The son of Thomas Anthony Trollope, a lawyer, and of Frances Trollope, a prolific writer herself, Anthony Trollope was born in London in 1815. As a child, Trollope was not particularly happy. A major factor in this was his father insistence upon sending him and his two brothers - Thomas Adolphus and Henry - to public school, despite the fact that he lacked sufficient finances to support them properly. They were the brunt of much teasing on account of their poverty. Firstly, Trollope attended Harrow School, later transferring to Winchester.
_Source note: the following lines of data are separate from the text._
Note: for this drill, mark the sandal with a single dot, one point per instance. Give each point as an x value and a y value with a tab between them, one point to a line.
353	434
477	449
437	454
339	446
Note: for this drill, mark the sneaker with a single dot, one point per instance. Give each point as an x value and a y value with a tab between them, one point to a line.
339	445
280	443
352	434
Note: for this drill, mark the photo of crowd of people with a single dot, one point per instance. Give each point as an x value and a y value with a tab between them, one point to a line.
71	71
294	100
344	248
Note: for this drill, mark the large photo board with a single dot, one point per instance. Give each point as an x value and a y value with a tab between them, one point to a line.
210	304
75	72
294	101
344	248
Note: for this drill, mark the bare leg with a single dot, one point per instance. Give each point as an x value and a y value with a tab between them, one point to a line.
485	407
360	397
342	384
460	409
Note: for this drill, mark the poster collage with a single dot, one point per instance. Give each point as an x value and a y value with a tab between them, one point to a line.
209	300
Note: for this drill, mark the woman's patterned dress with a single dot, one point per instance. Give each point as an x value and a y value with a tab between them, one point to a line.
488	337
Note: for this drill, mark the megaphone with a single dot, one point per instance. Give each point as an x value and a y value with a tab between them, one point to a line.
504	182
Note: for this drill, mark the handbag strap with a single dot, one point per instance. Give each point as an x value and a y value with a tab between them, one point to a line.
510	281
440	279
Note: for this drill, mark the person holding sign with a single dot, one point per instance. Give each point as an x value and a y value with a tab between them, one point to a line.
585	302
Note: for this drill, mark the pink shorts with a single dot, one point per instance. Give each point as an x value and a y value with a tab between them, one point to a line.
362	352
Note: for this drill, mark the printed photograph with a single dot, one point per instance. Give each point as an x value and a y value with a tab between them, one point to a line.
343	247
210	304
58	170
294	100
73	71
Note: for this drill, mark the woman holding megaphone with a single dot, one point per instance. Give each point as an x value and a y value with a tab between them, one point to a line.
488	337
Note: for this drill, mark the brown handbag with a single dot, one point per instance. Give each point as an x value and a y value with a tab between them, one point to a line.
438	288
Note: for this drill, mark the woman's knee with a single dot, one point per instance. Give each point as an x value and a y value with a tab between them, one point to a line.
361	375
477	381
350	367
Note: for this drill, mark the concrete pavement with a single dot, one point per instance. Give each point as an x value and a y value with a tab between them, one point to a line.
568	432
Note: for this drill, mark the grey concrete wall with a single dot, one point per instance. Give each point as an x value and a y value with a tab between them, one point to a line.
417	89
However, he showed little academic promise during his time at either and, unlike his two brothers who continued their studies at Oxford and Cambridge, he was unable to obtain the scholarships he would have needed to support himself through university.
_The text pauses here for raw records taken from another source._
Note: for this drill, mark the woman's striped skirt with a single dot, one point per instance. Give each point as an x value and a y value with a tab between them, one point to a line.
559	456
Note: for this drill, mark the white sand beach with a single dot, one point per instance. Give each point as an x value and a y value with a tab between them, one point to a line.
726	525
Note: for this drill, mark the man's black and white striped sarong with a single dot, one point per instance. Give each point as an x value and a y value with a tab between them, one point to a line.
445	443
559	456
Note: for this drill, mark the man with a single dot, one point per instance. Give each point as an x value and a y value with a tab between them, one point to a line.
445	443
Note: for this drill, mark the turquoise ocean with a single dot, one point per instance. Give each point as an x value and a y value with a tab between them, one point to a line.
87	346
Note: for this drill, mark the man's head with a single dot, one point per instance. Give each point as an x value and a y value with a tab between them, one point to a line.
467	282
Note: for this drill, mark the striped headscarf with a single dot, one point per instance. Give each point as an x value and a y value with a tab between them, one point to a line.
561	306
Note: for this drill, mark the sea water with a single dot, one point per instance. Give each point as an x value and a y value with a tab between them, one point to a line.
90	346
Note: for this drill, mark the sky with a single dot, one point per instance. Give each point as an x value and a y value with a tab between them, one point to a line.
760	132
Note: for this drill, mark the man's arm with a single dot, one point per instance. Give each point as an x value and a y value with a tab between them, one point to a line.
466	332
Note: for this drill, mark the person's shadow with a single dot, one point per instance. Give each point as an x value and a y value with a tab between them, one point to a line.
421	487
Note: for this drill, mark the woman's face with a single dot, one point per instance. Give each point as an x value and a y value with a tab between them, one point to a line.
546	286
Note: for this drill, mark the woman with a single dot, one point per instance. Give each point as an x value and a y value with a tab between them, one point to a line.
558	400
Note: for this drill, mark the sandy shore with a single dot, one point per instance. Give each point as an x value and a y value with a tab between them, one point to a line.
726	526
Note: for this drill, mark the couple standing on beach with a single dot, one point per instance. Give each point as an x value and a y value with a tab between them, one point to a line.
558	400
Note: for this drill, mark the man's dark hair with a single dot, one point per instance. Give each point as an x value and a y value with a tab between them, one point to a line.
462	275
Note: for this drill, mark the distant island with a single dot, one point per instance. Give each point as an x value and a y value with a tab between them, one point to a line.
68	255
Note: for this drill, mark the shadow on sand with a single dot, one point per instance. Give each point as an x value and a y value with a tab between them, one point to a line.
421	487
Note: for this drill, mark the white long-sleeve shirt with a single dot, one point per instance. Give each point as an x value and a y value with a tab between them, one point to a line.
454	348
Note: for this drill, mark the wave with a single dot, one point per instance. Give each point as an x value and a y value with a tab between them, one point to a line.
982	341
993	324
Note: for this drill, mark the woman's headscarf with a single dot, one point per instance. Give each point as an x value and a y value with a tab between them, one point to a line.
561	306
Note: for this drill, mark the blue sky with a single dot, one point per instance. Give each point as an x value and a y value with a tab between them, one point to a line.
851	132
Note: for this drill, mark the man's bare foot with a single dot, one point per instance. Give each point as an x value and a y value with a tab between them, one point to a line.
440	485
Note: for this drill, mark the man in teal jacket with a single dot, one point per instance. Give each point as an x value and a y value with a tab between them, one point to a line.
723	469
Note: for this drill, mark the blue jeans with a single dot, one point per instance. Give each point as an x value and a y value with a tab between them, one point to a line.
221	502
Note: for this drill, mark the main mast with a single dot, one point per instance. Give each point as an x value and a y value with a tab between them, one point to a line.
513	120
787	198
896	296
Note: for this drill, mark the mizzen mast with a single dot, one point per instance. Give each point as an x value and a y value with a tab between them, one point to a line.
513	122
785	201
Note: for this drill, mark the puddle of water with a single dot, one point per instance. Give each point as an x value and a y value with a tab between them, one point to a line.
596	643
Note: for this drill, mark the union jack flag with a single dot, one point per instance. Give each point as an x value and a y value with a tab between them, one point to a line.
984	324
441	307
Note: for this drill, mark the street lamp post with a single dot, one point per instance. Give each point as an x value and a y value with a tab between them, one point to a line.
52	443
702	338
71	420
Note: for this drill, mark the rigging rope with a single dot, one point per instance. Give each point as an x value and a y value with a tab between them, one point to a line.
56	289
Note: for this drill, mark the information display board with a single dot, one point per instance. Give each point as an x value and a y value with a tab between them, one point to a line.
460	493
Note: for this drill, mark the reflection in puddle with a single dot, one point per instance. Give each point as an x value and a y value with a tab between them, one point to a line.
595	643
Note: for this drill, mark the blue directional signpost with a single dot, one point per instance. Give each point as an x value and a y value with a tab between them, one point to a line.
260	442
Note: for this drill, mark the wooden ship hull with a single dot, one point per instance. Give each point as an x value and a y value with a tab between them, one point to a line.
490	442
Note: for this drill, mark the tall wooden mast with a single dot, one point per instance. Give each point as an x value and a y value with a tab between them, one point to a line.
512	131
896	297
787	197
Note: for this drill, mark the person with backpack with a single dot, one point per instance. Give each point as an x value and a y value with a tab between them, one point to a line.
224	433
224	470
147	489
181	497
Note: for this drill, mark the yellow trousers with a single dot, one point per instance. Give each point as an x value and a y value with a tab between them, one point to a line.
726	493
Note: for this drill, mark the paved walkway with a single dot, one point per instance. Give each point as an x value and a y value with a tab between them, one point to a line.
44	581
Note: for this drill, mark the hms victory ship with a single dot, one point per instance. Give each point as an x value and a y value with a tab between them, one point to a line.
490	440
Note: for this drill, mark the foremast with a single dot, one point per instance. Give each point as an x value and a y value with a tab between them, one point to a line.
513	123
Shortly after leaving school Trollope moved to Brussels to teach, but he remained there only a short while as with his father's help he was able to obtain a position as a junior clerk at the Post Office in London, a job which gave him little satisfaction. However, he was given the chance to take a job with the Post Office in Ireland as an administrator, a post in which he exhibited considerable ability. At this point in his life, Trollope experienced for the first time not only success in his work, but also began his literary career.
Trollope was recalled from Ireland to the south west of England in 1851 in order to reorganise the regional postal services, and it was during the two years that he was thus occupied that he came up with the idea for the Barsetshire series of novels. In his autobiography he wrote: "In the course of the job I visited Salisbury, and whilst wandering there one midsummer evening round the purlieus of the cathedral I conceived the story of The Warden - from whence came that series of novels of which Barchester, with its bishops, dean, and archdeacon, was the central site." However, it was not during this time in the south west that these novels were written but instead in the time between his return to Ireland in 1853 and his final departure from that place to settle permanently in England in 1859.
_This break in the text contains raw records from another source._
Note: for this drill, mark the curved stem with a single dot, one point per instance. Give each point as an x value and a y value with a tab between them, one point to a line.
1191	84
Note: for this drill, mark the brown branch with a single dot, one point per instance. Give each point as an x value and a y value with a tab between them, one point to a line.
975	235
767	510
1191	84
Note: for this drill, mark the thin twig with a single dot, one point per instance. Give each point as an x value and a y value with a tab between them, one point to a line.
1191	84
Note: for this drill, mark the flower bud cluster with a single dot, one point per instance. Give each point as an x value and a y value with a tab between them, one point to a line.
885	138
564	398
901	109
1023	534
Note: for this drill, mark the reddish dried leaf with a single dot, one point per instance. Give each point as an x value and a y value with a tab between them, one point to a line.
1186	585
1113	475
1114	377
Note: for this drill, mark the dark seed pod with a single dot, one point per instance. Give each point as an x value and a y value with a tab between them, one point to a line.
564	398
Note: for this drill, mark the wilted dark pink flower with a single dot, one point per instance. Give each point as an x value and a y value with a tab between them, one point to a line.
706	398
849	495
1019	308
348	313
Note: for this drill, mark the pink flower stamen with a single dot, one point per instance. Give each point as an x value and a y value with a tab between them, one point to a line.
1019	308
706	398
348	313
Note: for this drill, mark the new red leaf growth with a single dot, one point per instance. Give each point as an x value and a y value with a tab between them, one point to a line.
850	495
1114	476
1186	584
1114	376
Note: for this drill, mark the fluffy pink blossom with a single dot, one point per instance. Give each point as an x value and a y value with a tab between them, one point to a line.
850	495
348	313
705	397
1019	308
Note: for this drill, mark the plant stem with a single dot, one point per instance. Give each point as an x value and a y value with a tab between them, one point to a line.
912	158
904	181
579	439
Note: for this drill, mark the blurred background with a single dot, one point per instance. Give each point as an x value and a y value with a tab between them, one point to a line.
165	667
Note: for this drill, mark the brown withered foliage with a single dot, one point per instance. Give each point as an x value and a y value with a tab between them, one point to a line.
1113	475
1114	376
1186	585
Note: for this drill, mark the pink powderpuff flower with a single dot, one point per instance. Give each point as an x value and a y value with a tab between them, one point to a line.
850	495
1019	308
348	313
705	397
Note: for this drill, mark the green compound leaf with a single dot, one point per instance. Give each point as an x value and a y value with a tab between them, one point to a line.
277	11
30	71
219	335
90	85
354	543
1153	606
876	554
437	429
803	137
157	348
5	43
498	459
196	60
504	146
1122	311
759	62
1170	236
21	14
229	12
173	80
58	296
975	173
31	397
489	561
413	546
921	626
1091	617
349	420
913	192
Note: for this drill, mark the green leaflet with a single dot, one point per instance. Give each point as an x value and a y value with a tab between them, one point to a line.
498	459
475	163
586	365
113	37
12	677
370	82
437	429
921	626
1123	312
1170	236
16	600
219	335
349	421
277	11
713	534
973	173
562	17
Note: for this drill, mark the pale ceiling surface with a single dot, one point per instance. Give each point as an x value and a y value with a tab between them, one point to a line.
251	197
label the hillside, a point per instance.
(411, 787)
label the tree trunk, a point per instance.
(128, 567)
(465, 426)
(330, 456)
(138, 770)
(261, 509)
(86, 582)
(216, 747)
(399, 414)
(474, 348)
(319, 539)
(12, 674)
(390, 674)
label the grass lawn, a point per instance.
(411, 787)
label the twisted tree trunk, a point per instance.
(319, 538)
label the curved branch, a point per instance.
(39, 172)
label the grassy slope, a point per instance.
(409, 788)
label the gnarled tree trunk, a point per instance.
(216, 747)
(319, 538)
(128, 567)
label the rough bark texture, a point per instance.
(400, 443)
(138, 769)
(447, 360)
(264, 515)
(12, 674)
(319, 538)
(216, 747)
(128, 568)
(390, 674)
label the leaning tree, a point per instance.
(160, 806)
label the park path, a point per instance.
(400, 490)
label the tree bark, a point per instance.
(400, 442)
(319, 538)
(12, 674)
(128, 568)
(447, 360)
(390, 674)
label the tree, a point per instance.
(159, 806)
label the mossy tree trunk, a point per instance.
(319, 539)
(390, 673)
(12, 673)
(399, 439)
In 1844, Trollope married Rose Heseltine, who was to bear him two sons. In 1858, he was given special assignments, which saw him travel to Egypt and the West Indies. On his return to England, Trollope was awarded the directorship of the postal district of eastern England, but being less happy in his work than he had been in Ireland, and now earning enough to support himself through his literary endeavours, he resigned from the Post Office in 1867. Trollope was not solely a novelist, however. He was also associated with and wrote for several journals including the Cornhill Magazine, the Fortnightly Review, the Pall Mall Gazette, and St. Paul's Magazine. Another interest of Trollope's was travel and he voyaged to the United States, Australia, New Zealand and South Africa. He also stood and was defeated as Liberal candidate for Beverley in Yorkshire in 1868. Anthony Trollope died in 1882.